The Routledge History of Disability PDF Author: Roy Hanes
Publisher: Routledge
ISBN: 1351774034
Category : History
Languages : en
Pages : 674

Book Description
The Routledge History of Disability explores the shifting attitudes towards and representations of disabled people from the age of antiquity to the twenty-first century. Taking an international view of the subject, this wide-ranging collection shows that the history of disability cuts across racial, ethnic, religious, cultural, gender and class divides, highlighting the commonalities and differences between the experiences of disabled persons in global historical context. The book is arranged in four parts, covering histories of disabilities across various time periods and cultures, histories of national disability policies, programs and services, histories of education and training and the ways in which disabled people have been seen and treated in the last few decades. Within this, the twenty-eight chapters discuss topics such as developments in disability issues during the late Ottoman period, the history of disability in Belgian Congo in the early twentieth century, blind asylums in nineteenth-century Scotland and the systematic killing of disabled children in Nazi Germany. Illustrated with images and tables and providing an overview of how various countries, cultures and societies have addressed disability over time, this comprehensive volume offers a global perspective on this rapidly growing field and is a valuable resource for scholars of disability studies and histories of disabilities.

Capitalism and Disability

Capitalism and Disability PDF Author: Marta Russell
Publisher: Haymarket Books
ISBN: 1608467163
Category : Social Science
Languages : en
Pages : 232

Book Description
Spread out over many years and many different publications, the late author and activist Marta Russell wrote a number of groundbreaking and insightful essays on the nature of disability and oppression under capitalism. In this volume, Russell’s various essays are brought together in one place in order to provide a useful and expansive resource to those interested in better understanding the ways in which the modern phenomenon of disability is shaped by capitalist economic and social relations.

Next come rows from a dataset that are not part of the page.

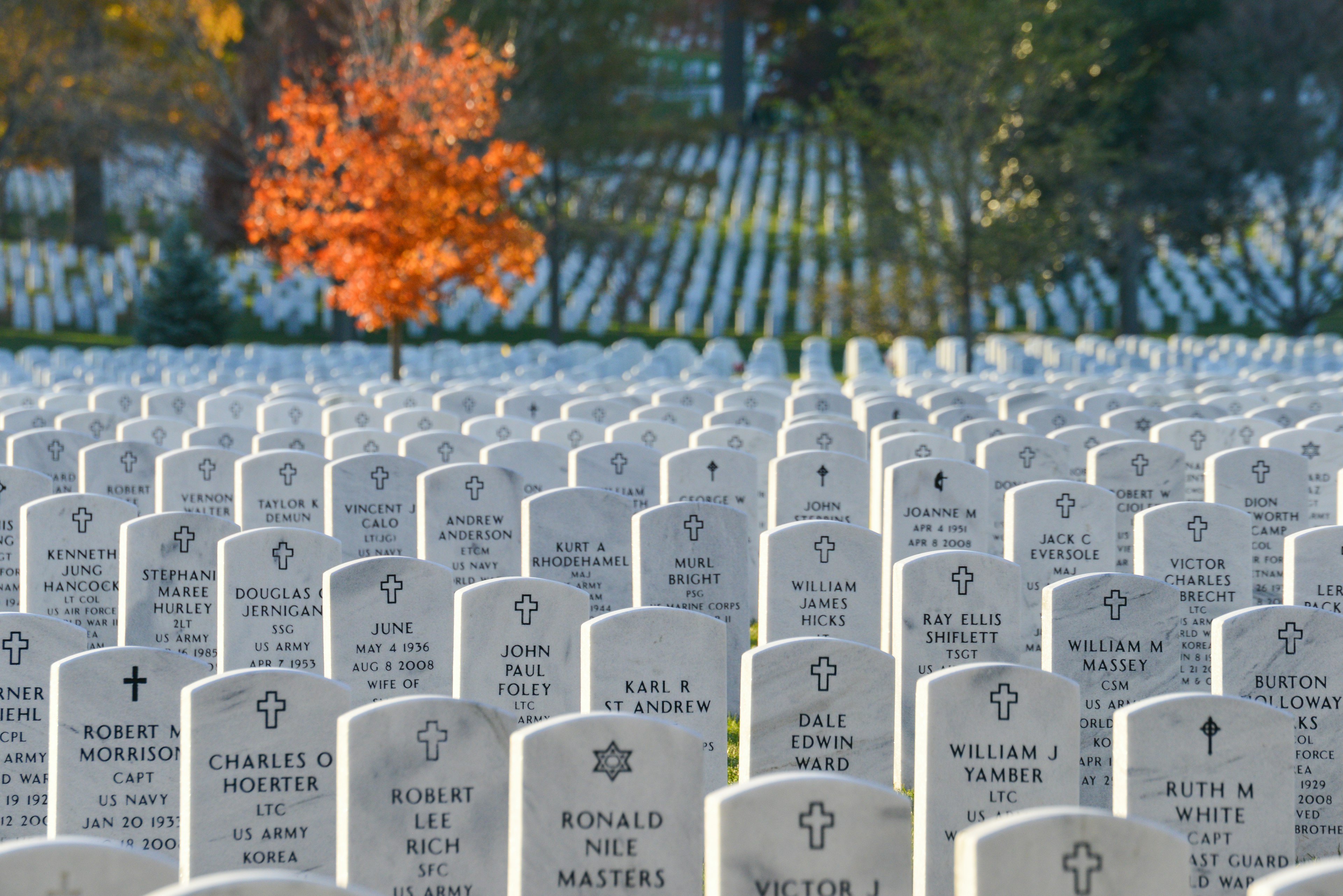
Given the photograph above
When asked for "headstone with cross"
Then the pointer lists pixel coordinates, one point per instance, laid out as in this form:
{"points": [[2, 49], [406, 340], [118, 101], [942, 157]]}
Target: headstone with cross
{"points": [[703, 558], [398, 755], [29, 645], [1271, 486], [664, 663], [387, 628], [1204, 550], [972, 725], [637, 769], [516, 647], [806, 827], [280, 488], [1205, 765], [80, 866], [818, 486], [1055, 530], [820, 580], [270, 582], [116, 717], [818, 704], [1063, 851], [197, 480], [370, 504], [948, 609], [1284, 656], [54, 453], [168, 583], [1118, 636], [469, 519], [123, 471], [69, 545], [284, 813], [582, 537], [626, 468]]}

The essays range in analysis from the theoretical to the topical, including but not limited to: the emergence of disability as a “human category” rooted in the rise of industrial capitalism and the transformation of the conditions of work, family, and society corresponding thereto; a critique of the shortcomings of a purely “civil rights approach” to addressing the persistence of disability oppression in the economic sphere, with a particular focus on the legacy of the Americans with Disabilities Act of 1990; an examination of the changing position of disabled people within the overall system of capitalist production utilizing the Marxist economic concepts of the reserve army of the unemployed, the labor theory of value, and the exploitation of wage-labor; the effects of neoliberal capitalist policies on the living conditions and social position of disabled people as it pertains to welfare, income assistance, health care, and other social security programs; imperialism and war as a factor in the further oppression and immiseration of disabled people within the United States and globally; and the need to build unity against the divisive tendencies which hide the common economic interest shared between disabled people and the often highly-exploited direct care workers who provide services to the former.